A common thread in my life is my health. As young as I was, I often expressed ‘ how wonderful it would be if my body could be baked over again’. From an early age on, I have had a strong drive to get things done, a hard worker, wanting to do well, to prove to myself that I can do it. The urge to prove? I think so. But also the need to feel to be seen heard and understood. To know that I am loved, although I do not always believe it myself deep inside.
I found out pretty quickly that body and mind are connected. My willpower is enormous I am blessed with a strong positive mindset. And yet? Why has my body overpowered my mind several times in the past? After all these years I realise that my premature birth and my time in the incubator had a lot of impact on my life. For a long time, I didn’t want to face that.
Emotional connection and unconditional love are at the core of our basic trust and right to exist.
During the incubator period, my parents were allowed to admire me only from a distance and so they did. There was no touch, let alone skin-to-skin contact. (Except the physical contact during medical procedures, of course). So emotional nourishment was out of the question basically. Fortunately, this was later rectified and some holes in my (attachment) web were repaired.
Despite a safe home, I think that, in retrospect, I have ‘survived’ most of my life; full in my survival mode.
In the meantime, I have taken a lot of steps in this and gathered knowledge to get out of this survival mode. By immersing myself in the workings of our stress system, I have become aware of several things and have set to work. Mostly by myself, but I also called for help. After all, we don’t have to do everything on our own. I have mapped out my birth and unmet needs, tapped into my body memory, felt things through and had several conversations. Thankfully.
I became aware of various triggers, which still occasionally set my survival mechanism into motion. I then go into a kind of ‘rigidity’, in my head.
With bodywork and meditation, I manage to find the connection with my heart, soul and body again and how to relax. That is very nice.
From fear and freezing to trust and letting go.
Because of this, I am also able to guard my own boundaries better and I don’t let others cross them so quickly anymore. I have learned to take up my own space, without feeling guilty. I do matter as a person and I am safe because, in the end, it is all about feeling safe and comfortable with and within yourself. The result is that I feel the love in myself again, the love of others, and I feel welcome. Sometimes not yet, but every day we learn, by trial and error. For a lifetime.

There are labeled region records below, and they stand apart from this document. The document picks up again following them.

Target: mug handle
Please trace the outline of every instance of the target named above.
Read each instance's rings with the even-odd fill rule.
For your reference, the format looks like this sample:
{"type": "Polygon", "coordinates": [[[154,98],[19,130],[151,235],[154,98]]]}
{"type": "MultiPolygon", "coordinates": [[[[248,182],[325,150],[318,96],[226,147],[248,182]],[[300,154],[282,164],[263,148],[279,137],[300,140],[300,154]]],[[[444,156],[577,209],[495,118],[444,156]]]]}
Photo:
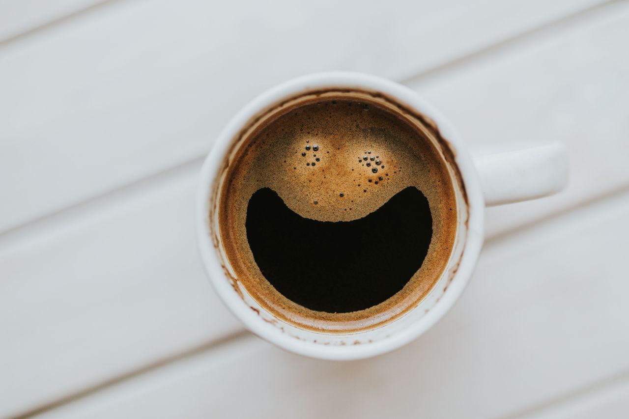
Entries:
{"type": "Polygon", "coordinates": [[[552,195],[568,181],[565,147],[552,142],[474,159],[487,206],[552,195]]]}

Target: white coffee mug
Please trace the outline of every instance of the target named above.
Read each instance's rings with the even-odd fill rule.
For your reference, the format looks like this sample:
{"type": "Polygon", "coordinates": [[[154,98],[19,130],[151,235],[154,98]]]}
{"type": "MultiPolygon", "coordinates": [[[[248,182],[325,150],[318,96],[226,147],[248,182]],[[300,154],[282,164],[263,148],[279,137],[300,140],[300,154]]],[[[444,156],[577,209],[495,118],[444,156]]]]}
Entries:
{"type": "Polygon", "coordinates": [[[214,142],[203,165],[197,197],[201,257],[223,302],[259,336],[288,350],[316,358],[348,360],[374,356],[416,338],[443,317],[460,296],[481,252],[486,206],[555,193],[565,184],[567,172],[565,152],[561,144],[554,143],[472,159],[450,123],[412,90],[360,73],[311,74],[287,81],[254,99],[232,118],[214,142]],[[303,330],[266,311],[236,277],[221,245],[216,216],[225,169],[230,150],[244,127],[287,99],[326,89],[354,90],[386,96],[401,108],[420,115],[433,125],[445,140],[436,145],[443,155],[449,156],[448,170],[453,177],[459,207],[454,247],[446,268],[431,291],[401,317],[358,333],[325,333],[303,330]]]}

G: You were born preterm in the 70s when it was very common to restrict the parents’ access to their baby. Now we observe that in many hospitals practices like this are still or again in use as they were 40 years ago. What lessons do you think neonatal units and hospitals should learn from the pandemic?

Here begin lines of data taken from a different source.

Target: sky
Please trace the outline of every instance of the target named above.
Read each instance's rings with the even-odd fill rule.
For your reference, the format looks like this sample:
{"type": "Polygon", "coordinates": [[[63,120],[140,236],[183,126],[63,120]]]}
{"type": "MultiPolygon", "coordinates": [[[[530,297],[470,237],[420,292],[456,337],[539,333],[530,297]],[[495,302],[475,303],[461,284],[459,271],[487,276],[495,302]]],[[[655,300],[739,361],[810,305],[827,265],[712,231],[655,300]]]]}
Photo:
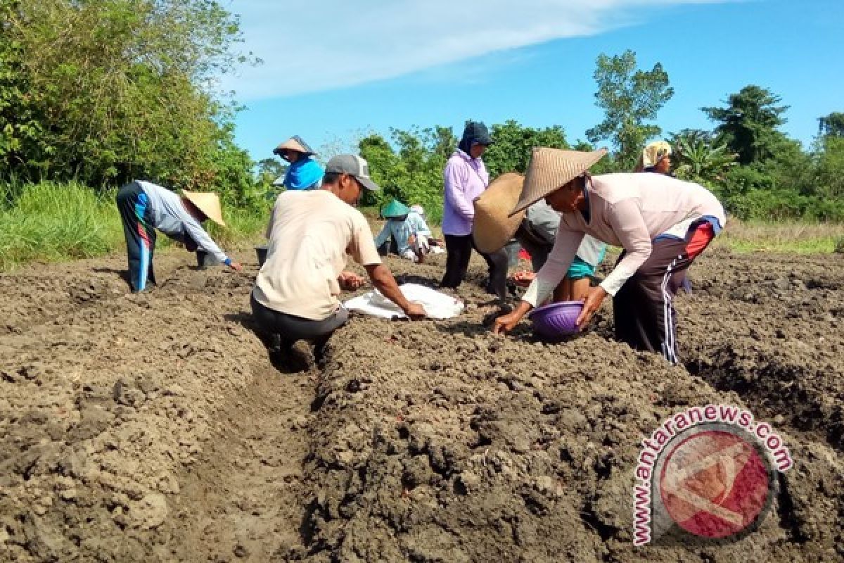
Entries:
{"type": "MultiPolygon", "coordinates": [[[[844,0],[232,0],[243,51],[222,78],[246,109],[235,140],[256,160],[294,134],[322,152],[368,133],[445,125],[560,125],[570,143],[603,119],[595,59],[633,50],[674,89],[665,133],[713,127],[700,111],[757,84],[789,106],[804,145],[844,111],[844,0]],[[295,8],[291,8],[295,6],[295,8]]],[[[599,144],[607,144],[609,142],[599,144]]]]}

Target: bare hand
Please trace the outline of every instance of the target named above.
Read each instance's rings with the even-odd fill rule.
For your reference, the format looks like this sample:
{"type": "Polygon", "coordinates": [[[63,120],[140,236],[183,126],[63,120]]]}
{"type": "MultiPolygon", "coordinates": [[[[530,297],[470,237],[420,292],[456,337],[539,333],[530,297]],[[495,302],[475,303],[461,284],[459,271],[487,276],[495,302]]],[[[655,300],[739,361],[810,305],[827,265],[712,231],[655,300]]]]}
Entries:
{"type": "Polygon", "coordinates": [[[515,328],[516,325],[517,325],[521,320],[522,316],[515,311],[509,312],[506,315],[501,315],[500,317],[495,318],[495,324],[492,327],[492,332],[494,334],[506,334],[515,328]]]}
{"type": "Polygon", "coordinates": [[[364,286],[366,280],[354,272],[341,272],[337,281],[344,290],[354,290],[364,286]]]}
{"type": "Polygon", "coordinates": [[[411,321],[418,321],[419,319],[424,319],[428,316],[425,312],[425,307],[423,307],[419,303],[410,303],[408,308],[404,310],[404,314],[408,316],[411,321]]]}
{"type": "Polygon", "coordinates": [[[581,314],[577,316],[577,320],[575,321],[575,324],[577,325],[578,328],[582,329],[583,327],[588,324],[589,321],[592,320],[592,316],[596,311],[601,308],[601,304],[603,303],[603,298],[606,296],[607,292],[600,285],[589,290],[586,299],[583,300],[583,310],[581,311],[581,314]]]}
{"type": "Polygon", "coordinates": [[[536,278],[536,273],[527,270],[522,270],[513,274],[513,281],[519,287],[528,287],[534,278],[536,278]]]}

I think it’s important to think in terms of possibilities and solutions. Even in these times, full of challenges. The first 1000 days of a child’s life are decisive for the rest of their lives.
A good attachment, feeling seen, heard, loved and understood. These are incredibly important building blocks for a strong bond between an infant and parent.

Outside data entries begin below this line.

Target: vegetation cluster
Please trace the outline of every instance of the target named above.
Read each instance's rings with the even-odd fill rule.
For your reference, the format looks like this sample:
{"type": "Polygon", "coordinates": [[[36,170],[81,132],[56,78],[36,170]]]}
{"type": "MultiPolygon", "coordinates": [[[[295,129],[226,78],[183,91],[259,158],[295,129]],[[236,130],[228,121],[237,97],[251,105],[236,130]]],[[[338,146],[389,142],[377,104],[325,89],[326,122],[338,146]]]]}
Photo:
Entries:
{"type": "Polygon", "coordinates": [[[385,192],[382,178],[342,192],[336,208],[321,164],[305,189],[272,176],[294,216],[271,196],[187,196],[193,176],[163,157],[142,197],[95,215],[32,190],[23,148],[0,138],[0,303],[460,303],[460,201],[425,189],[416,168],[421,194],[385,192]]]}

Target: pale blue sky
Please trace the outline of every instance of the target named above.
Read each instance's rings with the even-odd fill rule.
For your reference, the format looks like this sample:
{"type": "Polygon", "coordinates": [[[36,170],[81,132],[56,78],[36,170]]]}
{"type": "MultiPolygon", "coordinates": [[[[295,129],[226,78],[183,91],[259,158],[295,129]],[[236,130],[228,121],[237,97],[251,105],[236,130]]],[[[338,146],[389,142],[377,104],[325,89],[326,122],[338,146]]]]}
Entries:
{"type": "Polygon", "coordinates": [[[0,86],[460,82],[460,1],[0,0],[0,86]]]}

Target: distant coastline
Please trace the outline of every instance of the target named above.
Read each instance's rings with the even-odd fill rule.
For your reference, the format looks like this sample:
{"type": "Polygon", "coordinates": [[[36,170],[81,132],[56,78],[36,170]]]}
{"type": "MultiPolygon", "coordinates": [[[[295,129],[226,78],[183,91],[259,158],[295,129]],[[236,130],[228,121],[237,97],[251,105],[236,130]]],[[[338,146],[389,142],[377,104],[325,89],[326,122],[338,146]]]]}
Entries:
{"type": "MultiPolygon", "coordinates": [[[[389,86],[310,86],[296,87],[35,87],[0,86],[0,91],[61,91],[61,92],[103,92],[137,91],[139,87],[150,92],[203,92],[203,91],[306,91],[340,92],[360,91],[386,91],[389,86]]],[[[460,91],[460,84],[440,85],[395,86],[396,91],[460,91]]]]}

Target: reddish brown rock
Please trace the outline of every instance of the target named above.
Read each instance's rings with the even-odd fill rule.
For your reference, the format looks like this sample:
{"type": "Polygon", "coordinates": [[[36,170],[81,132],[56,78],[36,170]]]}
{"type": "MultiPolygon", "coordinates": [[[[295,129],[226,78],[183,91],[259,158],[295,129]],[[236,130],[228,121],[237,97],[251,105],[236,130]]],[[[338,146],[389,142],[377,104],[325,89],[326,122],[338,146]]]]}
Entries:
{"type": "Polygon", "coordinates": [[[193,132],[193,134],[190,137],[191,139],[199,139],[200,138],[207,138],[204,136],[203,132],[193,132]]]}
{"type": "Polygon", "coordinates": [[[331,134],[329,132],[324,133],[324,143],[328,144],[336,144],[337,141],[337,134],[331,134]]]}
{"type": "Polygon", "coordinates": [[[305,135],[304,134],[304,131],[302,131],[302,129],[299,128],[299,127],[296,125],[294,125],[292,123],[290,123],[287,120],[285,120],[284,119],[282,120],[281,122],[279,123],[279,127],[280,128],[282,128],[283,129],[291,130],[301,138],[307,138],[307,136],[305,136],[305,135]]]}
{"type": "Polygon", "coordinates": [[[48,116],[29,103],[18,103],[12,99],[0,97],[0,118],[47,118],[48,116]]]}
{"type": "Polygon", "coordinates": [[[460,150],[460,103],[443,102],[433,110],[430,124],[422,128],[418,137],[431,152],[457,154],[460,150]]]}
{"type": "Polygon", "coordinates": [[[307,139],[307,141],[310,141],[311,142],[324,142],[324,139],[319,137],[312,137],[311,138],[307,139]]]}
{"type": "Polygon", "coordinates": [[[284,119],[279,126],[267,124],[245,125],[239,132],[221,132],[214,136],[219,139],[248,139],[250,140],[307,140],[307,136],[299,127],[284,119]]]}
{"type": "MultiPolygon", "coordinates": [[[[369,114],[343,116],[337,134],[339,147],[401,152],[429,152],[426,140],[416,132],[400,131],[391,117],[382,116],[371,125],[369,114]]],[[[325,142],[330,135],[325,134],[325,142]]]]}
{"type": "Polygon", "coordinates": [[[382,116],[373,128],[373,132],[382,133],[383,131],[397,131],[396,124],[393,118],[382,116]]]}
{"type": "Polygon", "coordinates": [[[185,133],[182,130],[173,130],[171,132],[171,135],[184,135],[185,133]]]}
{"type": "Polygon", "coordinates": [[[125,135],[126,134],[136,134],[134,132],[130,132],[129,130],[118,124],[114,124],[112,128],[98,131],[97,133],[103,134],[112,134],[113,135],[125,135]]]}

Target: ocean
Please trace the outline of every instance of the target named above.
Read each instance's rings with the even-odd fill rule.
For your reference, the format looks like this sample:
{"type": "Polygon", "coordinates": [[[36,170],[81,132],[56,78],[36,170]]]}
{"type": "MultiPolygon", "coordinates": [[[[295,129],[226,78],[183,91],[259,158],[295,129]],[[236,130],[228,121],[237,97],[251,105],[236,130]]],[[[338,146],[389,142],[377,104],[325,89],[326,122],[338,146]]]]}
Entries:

No matter how small you are, all the early experiences and impressions are saved in your brain. You can’t put words to it yet, but the body saves all this information. This creates stress and has an influence on your emotional and physical development.
I always say: ‘You always take yourself with you’. As a child, a parent, but also for example in your role as a professional. Be aware of your own emotions and stress.
Individual developmental care should really be key in the care of the sick and/or premature baby. It takes into account the needs of each individual baby and the relationship with his parents. (So, no separation!)
With an optimal start, you can prevent much suffering later. Not only in the period in the hospital, but also in the period when the baby comes home. Give everyone a ‘soft landing’ in this respect.
Connected, no matter what or how your start has been.
Thank you very much for your time and for sharing this with us!